Carrie Baker, professor of the study of women and gender at Smith College, considers gender-neutral terms such as “pregnant people” to be inaccurate and imprecise. In theory, she said, “people” also includes cisgender men, whose bodies are not affected by abortion restrictions.
Baker said she recognizes the importance of being inclusive, and tries to reference in her writing when possible the various groups who are affected by abortion restrictions. But because she sees cisgender women as the primary targets of abortion bans, she said she makes it a point to emphasize women.
Not doing so, Baker said, erases the sexism underlying laws that seek to exert control over women’s bodies.

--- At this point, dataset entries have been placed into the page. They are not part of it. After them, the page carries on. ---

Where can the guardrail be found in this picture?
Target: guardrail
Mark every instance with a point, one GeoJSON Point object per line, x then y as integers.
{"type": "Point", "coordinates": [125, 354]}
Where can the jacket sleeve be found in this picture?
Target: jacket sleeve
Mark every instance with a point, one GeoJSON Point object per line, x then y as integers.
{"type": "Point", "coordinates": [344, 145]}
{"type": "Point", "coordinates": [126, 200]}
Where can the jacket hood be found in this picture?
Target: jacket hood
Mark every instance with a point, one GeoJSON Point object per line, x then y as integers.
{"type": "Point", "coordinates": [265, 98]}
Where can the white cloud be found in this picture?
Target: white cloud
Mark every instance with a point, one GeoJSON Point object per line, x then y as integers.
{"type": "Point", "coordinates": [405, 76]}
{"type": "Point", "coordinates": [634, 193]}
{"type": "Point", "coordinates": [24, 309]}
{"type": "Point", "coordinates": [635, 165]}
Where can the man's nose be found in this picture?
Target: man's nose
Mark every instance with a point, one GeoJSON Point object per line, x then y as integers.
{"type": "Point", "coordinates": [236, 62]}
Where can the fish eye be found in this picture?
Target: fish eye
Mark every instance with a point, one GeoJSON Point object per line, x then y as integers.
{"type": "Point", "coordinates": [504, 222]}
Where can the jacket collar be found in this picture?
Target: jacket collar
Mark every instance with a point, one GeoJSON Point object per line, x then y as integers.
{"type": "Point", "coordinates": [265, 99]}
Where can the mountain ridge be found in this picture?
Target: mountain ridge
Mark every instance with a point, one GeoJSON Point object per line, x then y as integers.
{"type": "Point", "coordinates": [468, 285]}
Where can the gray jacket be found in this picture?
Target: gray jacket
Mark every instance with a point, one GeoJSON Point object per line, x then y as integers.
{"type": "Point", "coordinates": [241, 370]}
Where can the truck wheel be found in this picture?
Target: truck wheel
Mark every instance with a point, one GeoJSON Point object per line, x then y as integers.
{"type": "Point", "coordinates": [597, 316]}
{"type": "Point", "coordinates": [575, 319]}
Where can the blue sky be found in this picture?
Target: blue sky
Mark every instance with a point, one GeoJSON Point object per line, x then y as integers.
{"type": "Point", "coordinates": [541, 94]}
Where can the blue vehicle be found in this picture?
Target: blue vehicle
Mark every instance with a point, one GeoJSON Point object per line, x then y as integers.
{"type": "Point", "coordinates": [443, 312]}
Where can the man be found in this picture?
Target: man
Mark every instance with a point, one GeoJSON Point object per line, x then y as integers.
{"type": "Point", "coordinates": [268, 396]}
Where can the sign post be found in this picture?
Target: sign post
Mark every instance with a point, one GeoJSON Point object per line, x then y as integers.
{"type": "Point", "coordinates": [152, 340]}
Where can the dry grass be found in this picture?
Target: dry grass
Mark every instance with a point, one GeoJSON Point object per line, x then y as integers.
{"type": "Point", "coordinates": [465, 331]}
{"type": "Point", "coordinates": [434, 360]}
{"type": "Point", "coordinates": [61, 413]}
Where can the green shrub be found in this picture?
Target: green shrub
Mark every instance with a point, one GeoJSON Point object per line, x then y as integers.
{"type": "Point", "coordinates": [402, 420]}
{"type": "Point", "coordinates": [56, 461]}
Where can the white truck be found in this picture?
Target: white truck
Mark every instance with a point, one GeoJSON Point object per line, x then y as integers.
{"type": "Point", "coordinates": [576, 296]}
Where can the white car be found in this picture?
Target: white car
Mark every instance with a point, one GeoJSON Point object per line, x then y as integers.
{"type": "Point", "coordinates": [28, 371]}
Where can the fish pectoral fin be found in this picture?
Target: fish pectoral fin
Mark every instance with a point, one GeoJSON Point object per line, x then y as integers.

“‘Pregnant people’ doesn’t say who we’re talking about. It makes (pregnancy) sound like it’s a gender-neutral phenomenon or a sex-neutral phenomenon,” she added. “I believe that bans on abortion are motivated by sex discrimination and by bias against women and cisgender women, or just femininity.”
“I think we need to talk about that or we, in essence, do what the right does, which is trying to erase the significance of the discriminatory impact of abortion bans,” Baker said.
“By substituting people for women, we lose the ability to speak of women as a class. We dismantle them into pieces, into functions, into commodities,” she argued.
Syrett, the Rutgers University linguist, understands where these anxieties are coming from, but encourages people to reflect on what they’re signaling with their word choices.
“It seems natural for some individuals to (feel) like this is taking away something or maybe it’s not honoring a part of what they’ve associated with womanhood for so long,” she said. “It’s an opportunity for everyone, regardless of their own stance with respect to reproductive issues or their own experience, to take a step back and ask what it means to talk about ‘women’ versus ‘females’ versus ‘people with the ability to reproduce.'”
Others say the debate presents a false dichotomy
For the ACLU’s Branstetter, claims that women are being erased are overblown.
Progressive organizations are opting for terms such as “pregnant people” in their own public messaging campaigns, but no one is forcing women to stop describing themselves as such, she said. Additionally, the word “women” continues to be centered in many national conversations about abortion — from the Women’s Health Protection Act that sought to codify Roe v. Wade to the Supreme Court ruling Dobbs v. Jackson Women’s Health Organization that overturned it.
“I think that the demise of the word ‘woman’ is greatly exaggerated,” Branstetter said. “And I don’t think that there’s any harm in making space for the many people who do need this care who are not women.”
Advocates of more inclusive terms also feel that such debates present a false dichotomy.
Oliver Hall, trans health director for the Kentucky Health Justice Network, said critics of terms such as “pregnant people” are missing the ways that trans and nonbinary people are also hurt by misogyny. Recognizing what drives abortion restrictions and making space for trans and nonbinary people aren’t mutually exclusive, they added.
“I think people feel like not just saying ‘women’ means that we can’t talk about the role that misogyny plays in these laws,” Hall said. “But I think that also does a disservice to trans people who are also affected not just by those laws, but by misogyny as a whole.”
Including trans and nonbinary people in the fight for abortion rights doesn’t mean taking away something from cisgender women, Hall said. Rather, a more inclusive coalition has the potential to strengthen the abortion rights movement.
“What the effort to ban abortion and the effort to erase transgender people from public life have in common is the enforcement of a very strict gender binary based on the exploitation of reproductive labor,” she said. “That is a more complicated story to tell than ‘They’re doing it because they hate women.’ But it’s a truer one.”